# Dechlorination



## Stickleback (15 Dec 2009)

Just a quickie:

If adding tap water to the aquarium via a hose, is it O.K. to add the dechlorinator as you add the water rather than premixing the whole lot. I have a cold water tank so the temperature side of things is not a problem. The filter would not be on, so am I right in thinking that if I left it a while then the chlorine would be neutralised and would not affect bio filtration?

Many thanks

Rufus.


----------



## Jase (15 Dec 2009)

Simply put, yes. 

I haven't used Dechlorinator stuff for about 6 months though, without problems


----------



## Stu Worrall (15 Dec 2009)

i always do it this way with no problems.


----------



## Dolly Sprint 16v (15 Dec 2009)

I add my dechlorinator whilst I am adding my water, once the tank is full then I switch filter unit on.

Regards
paul.


----------



## Stickleback (15 Dec 2009)

Perfect, thanks guys.


----------



## viktorlantos (15 Dec 2009)

i am sure not too much of you check the chlor with tests. sometimes this is intresting to see how much chlor you have in the water.
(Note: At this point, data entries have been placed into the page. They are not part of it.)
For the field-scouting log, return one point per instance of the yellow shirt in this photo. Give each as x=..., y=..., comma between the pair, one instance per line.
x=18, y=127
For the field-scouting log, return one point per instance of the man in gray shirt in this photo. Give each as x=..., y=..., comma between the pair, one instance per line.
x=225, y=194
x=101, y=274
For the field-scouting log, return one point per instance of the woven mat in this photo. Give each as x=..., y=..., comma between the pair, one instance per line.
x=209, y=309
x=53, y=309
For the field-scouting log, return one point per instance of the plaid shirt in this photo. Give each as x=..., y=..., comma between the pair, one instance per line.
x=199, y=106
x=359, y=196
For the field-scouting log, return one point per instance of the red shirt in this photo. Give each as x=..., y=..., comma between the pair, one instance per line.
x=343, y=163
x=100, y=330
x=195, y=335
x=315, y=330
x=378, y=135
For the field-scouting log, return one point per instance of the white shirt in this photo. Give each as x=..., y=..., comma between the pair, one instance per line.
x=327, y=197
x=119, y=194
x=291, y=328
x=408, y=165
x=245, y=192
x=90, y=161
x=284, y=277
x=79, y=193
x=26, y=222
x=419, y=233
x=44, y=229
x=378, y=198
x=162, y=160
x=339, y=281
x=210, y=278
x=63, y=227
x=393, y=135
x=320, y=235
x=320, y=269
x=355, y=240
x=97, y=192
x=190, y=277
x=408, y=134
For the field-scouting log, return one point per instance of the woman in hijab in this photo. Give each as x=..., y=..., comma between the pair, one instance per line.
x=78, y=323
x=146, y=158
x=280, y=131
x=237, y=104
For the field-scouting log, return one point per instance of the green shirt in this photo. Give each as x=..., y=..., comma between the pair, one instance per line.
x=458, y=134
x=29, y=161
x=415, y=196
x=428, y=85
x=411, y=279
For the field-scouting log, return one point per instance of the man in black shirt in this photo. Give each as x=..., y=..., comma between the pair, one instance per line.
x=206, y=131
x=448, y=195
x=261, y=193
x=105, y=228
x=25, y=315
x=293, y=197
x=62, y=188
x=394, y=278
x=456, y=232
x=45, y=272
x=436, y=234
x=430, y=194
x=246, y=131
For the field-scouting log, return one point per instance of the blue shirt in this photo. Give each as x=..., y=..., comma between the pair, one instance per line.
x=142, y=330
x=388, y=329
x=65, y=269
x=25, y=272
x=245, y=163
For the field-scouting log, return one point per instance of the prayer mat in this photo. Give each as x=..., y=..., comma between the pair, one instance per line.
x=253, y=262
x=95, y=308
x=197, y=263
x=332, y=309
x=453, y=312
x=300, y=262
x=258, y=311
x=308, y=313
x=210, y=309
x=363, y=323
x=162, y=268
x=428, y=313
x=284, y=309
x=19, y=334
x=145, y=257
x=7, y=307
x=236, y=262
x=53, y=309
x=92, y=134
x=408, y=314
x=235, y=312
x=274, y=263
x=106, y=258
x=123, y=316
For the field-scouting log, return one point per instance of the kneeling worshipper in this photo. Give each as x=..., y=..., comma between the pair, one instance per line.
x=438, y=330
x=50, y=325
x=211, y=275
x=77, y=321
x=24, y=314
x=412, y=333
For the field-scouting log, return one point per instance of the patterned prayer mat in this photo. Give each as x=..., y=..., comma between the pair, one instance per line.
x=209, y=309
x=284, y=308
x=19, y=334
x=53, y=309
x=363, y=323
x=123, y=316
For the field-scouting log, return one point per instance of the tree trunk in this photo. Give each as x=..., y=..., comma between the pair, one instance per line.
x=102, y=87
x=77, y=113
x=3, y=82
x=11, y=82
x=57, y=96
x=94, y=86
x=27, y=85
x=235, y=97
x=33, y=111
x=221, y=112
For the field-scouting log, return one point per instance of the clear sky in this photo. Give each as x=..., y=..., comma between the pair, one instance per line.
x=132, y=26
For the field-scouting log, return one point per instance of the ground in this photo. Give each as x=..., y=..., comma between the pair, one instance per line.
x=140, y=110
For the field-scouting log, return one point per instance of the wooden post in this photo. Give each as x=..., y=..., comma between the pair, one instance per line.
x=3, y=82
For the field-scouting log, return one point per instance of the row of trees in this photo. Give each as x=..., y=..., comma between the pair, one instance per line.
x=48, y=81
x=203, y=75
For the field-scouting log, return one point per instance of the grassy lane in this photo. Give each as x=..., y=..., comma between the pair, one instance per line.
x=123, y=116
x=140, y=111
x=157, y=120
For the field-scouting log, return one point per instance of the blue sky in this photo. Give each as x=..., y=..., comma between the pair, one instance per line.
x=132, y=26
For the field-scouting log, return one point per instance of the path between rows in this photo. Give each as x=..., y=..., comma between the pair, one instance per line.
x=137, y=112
Tetra 6+1 test is useful for this or the ADA Chlor test.

Most of us feels ok to not use it, if we do not see difference using or not the product. 

but this is still not heatlhy to just throw in the chlor water.
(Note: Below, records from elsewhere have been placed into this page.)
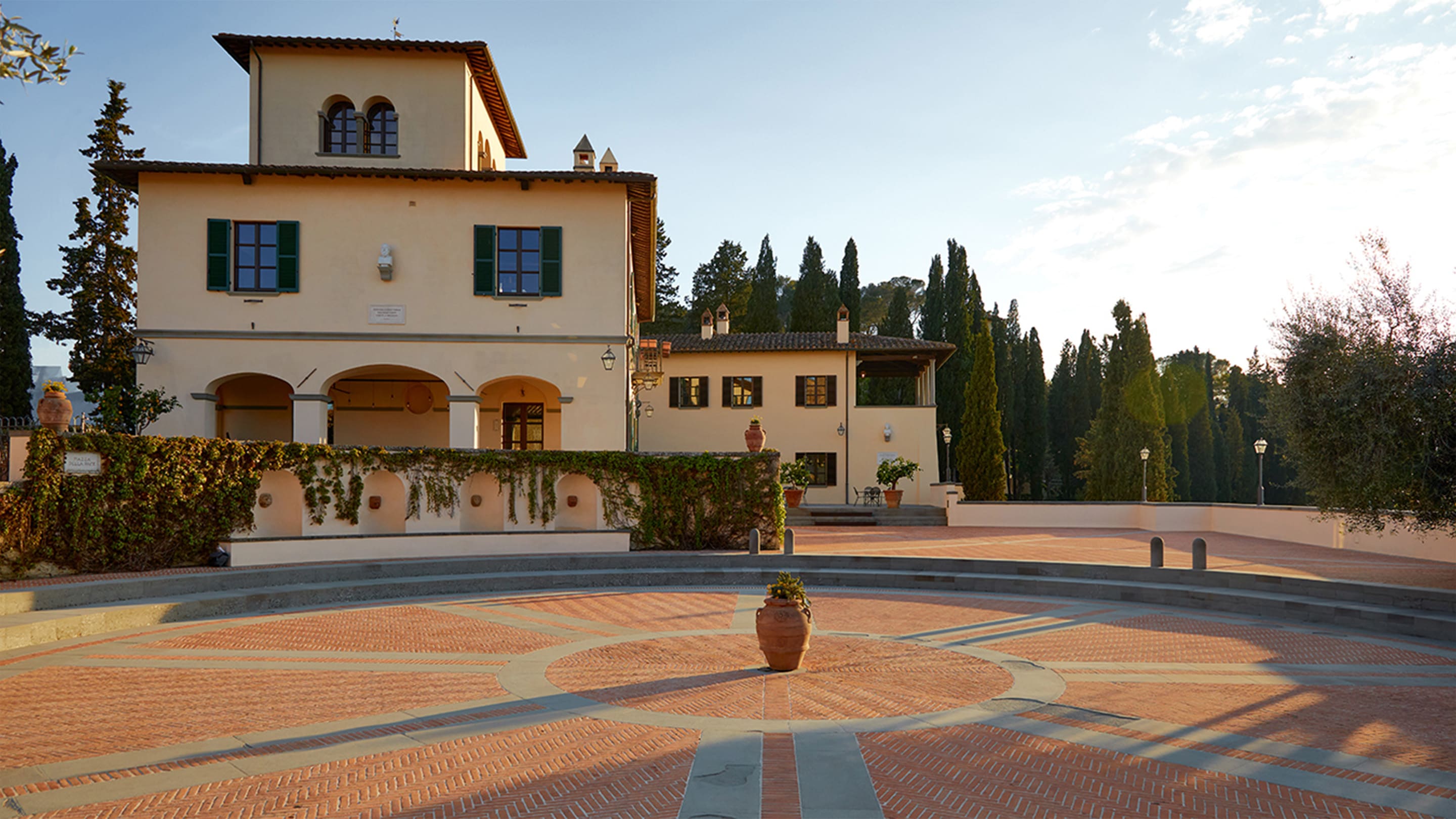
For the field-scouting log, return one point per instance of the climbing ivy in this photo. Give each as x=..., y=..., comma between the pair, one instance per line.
x=166, y=502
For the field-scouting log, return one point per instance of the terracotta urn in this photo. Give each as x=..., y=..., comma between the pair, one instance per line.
x=755, y=438
x=784, y=633
x=55, y=412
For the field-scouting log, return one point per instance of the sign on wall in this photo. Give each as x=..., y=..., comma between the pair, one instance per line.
x=386, y=314
x=83, y=464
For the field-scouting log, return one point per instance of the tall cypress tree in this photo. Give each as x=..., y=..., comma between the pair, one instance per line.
x=1062, y=440
x=101, y=271
x=1130, y=419
x=932, y=315
x=15, y=339
x=980, y=448
x=811, y=292
x=1033, y=416
x=849, y=285
x=763, y=299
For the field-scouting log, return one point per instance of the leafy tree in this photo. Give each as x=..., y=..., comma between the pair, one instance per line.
x=672, y=314
x=763, y=298
x=849, y=285
x=813, y=292
x=1130, y=419
x=100, y=271
x=25, y=57
x=1062, y=440
x=874, y=301
x=1033, y=417
x=15, y=339
x=721, y=280
x=980, y=448
x=1369, y=400
x=932, y=316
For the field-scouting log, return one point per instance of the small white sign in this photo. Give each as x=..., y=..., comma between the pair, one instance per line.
x=83, y=464
x=386, y=314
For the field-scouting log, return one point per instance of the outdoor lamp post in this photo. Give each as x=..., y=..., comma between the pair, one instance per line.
x=142, y=353
x=945, y=436
x=1145, y=453
x=1260, y=446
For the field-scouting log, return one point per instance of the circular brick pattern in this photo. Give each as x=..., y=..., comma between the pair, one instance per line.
x=722, y=675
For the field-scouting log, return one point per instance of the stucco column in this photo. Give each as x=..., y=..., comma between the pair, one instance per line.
x=204, y=415
x=465, y=422
x=310, y=417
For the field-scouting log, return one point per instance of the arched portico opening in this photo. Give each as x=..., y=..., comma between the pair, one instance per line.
x=254, y=407
x=520, y=413
x=388, y=405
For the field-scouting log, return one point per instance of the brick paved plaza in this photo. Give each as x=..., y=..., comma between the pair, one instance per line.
x=654, y=703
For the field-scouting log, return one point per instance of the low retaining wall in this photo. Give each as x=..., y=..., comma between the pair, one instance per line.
x=1292, y=524
x=274, y=552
on my large tank i do the same as paul. filling in the water adding in the chlor off stuff continously as filling and when it is filled up the filters turn on.

this works ok on a large tank. on the small one for me the NA Carbon media helps with this too, as this removes chlorin too.

these are small things but for more sensitive shrimps this may cause problem if you not use anything.


----------



## hazeljane (19 Dec 2009)

Before i started on planted tanks i always used a mixer tap with good results,so with my new planted tank i do the same even after 4 weeks of planting it seems to be bob on and that is with doing 50% every 2 days.


----------



## roadmaster (21 Dec 2009)

My tanks have very few plants and water from tap contains Chloramines rather than straight chlorine. Always use prime for water conditioner and add enough at weekly water changes to treat the volume of the tank as opposed to what was removed. Water company in my area frequently flush lines with free chlorine and recommend during this time to use a good dechlorinator if keeping tropical fish.
 Is unclear to me how fast plants would use ammonia from chloramines in heavily planted tanks holding fish, so I always try to err on the side of caution.


----------